The U.S. is unmatched when it comes to amphibious assault, a capability the People’s Liberation Army is hellbent on improving, analysts say. The threat of Chinese generals soaking up American military tactics through exercises in Thailand is very real, said Walter Lohman, director of the Asian Studies Center at conservative think-tank The Heritage Foundation in Washington D.C.

“This is something about which we should have serious conversations with our Thai allies,” Lohman said. “The potential transfer of U.S. military doctrine, technology and techniques is a bigger concern for me than any broader geo-strategic issue.”

A Chinese rendition of Cobra Gold would cause “a lot of unhappiness” within the U.S. military, Storey said. “Chinese-Thai relations are definitely getting much better, but previously, they haven’t put this much emphasis on security affairs. “The U.S. could say, down the road, that if you train with China then we won’t sell you American equipment.”

Thailand, however, remains highly protective of Cobra Gold and its U.S. friendship, said Surachart Bamrungsuk, a military specialist at Chulalongkorn University who also lectures at Thailand’s military academies.

“Yes, the Sino-Thai relationship is getting better,” Surachart said. “But it’s different than the U.S. relationship and much less about security. We won’t risk losing Cobra Gold. It’s too much of a tradition at this point.”
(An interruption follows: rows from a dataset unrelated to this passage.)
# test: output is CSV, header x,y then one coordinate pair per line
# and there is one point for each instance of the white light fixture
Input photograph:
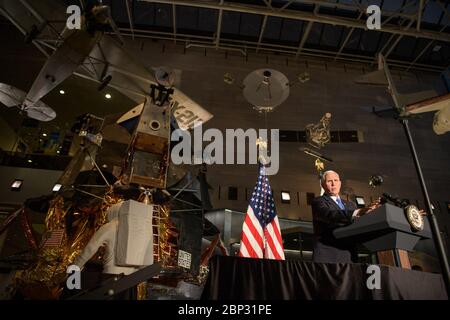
x,y
285,197
16,185
360,201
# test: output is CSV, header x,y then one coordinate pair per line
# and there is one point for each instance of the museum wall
x,y
382,148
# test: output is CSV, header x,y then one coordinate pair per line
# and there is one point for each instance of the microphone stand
x,y
431,217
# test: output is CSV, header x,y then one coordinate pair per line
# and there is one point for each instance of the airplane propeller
x,y
13,97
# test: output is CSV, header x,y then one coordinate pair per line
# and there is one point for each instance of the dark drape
x,y
259,279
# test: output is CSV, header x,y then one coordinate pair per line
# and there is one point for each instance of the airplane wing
x,y
427,105
36,19
131,77
61,64
375,78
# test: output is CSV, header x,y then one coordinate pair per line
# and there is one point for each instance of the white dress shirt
x,y
355,213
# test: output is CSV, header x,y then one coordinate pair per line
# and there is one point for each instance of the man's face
x,y
332,184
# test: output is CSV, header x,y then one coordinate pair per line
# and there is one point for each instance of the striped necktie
x,y
340,203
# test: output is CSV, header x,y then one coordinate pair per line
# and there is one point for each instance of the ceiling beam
x,y
419,15
424,50
130,19
219,26
347,38
306,33
284,49
400,37
174,22
304,16
261,32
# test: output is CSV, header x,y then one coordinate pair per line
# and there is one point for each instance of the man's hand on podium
x,y
372,206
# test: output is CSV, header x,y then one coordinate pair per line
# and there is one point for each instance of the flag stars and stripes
x,y
261,236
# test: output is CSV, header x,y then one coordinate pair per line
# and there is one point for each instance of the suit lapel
x,y
333,203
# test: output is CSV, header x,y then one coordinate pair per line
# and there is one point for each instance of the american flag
x,y
54,239
261,236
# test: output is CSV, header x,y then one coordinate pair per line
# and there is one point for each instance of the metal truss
x,y
412,27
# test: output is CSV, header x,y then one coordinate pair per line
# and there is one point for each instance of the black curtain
x,y
235,278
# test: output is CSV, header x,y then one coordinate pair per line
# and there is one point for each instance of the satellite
x,y
411,103
266,89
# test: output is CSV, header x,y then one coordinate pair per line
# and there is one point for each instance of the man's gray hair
x,y
324,175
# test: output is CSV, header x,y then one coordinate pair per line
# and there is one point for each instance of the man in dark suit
x,y
330,212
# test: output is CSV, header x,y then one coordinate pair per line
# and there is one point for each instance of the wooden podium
x,y
387,232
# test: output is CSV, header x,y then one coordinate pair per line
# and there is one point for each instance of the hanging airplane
x,y
96,52
412,103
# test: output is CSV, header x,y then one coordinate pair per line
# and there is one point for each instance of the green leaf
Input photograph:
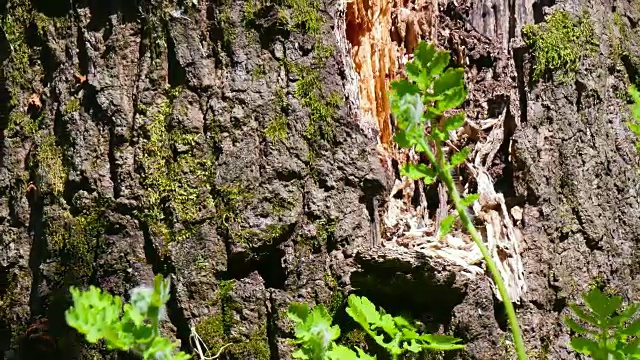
x,y
632,329
401,88
602,305
460,156
454,122
419,171
445,225
341,352
451,79
632,348
454,98
469,199
588,317
439,135
625,315
584,346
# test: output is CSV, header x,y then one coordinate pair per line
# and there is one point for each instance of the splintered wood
x,y
383,35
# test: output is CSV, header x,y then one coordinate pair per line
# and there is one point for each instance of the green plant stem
x,y
444,174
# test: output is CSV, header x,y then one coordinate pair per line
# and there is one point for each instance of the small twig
x,y
194,336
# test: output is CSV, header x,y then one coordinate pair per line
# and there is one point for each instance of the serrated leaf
x,y
625,315
445,225
632,329
584,346
439,135
400,88
340,352
574,326
453,98
632,348
460,156
453,122
419,171
469,199
451,79
601,304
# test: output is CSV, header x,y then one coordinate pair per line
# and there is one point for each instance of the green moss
x,y
50,165
74,240
251,237
228,203
277,127
324,232
560,43
21,121
298,15
18,70
323,107
176,176
305,15
337,296
216,331
281,205
72,106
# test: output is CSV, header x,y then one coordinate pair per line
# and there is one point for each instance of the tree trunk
x,y
244,149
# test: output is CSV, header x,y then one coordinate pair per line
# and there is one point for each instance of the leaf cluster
x,y
316,336
607,330
423,101
132,326
395,333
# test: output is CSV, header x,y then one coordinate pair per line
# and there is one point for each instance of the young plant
x,y
422,101
316,337
402,336
610,332
100,316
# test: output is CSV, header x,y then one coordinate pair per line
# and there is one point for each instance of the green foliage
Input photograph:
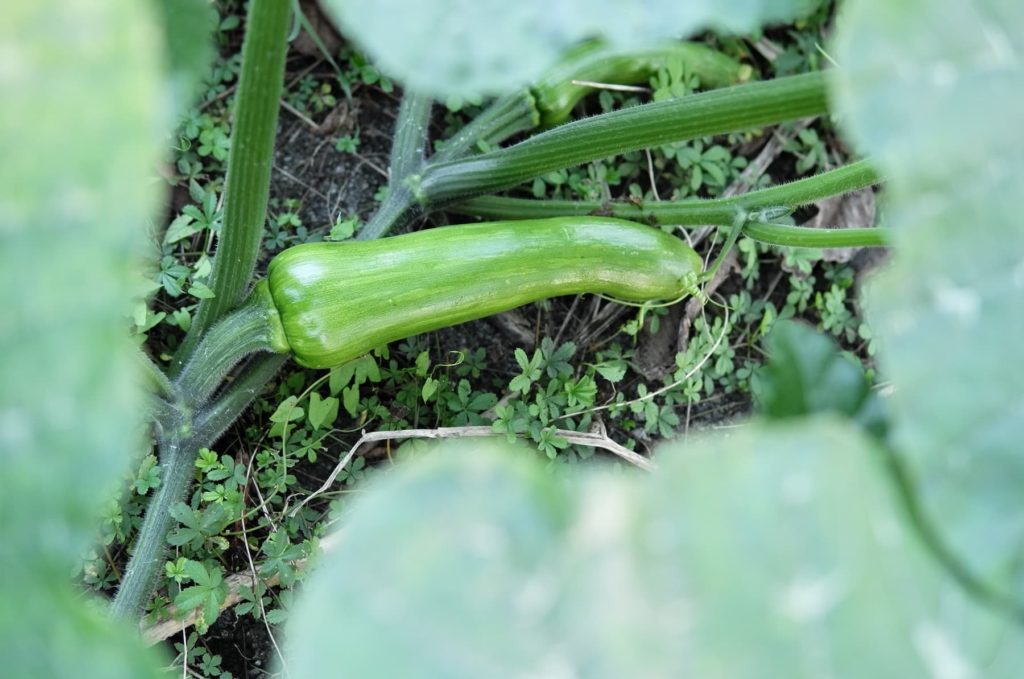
x,y
806,373
453,48
753,555
949,312
74,193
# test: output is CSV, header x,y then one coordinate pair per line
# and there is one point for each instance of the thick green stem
x,y
408,153
249,164
177,462
693,212
804,237
904,487
410,145
718,112
506,116
213,421
255,327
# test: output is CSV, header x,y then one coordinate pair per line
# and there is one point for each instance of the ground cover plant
x,y
931,469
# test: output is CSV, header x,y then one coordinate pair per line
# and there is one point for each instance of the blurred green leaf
x,y
934,91
455,47
807,373
79,126
775,552
188,27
Despite its ambition, the People’s Liberation Army still lacks the American gear and expertise that Thailand now enjoys, Storey said. He noted that a typical Cobra Gold exercise — summoning 12,000 troops and spanning two weeks — dwarfs the largest China-Thai drill: a 2005 naval operation that ended in less than four hours.

As long as Chinese-Thai exercises remain modest, they’re not “anything to be alarmed about,” Lohman said. “But it’s definitely something the U.S. should keep an eye on.”

The scale of Chinese war games in Thailand will probably increase incrementally, Surachart said, testing American patience one exercise at a time. And when this year’s Chinese-Thai games take to the Gulf of Thailand, the U.S. military will likely receive an invitation — but only to watch.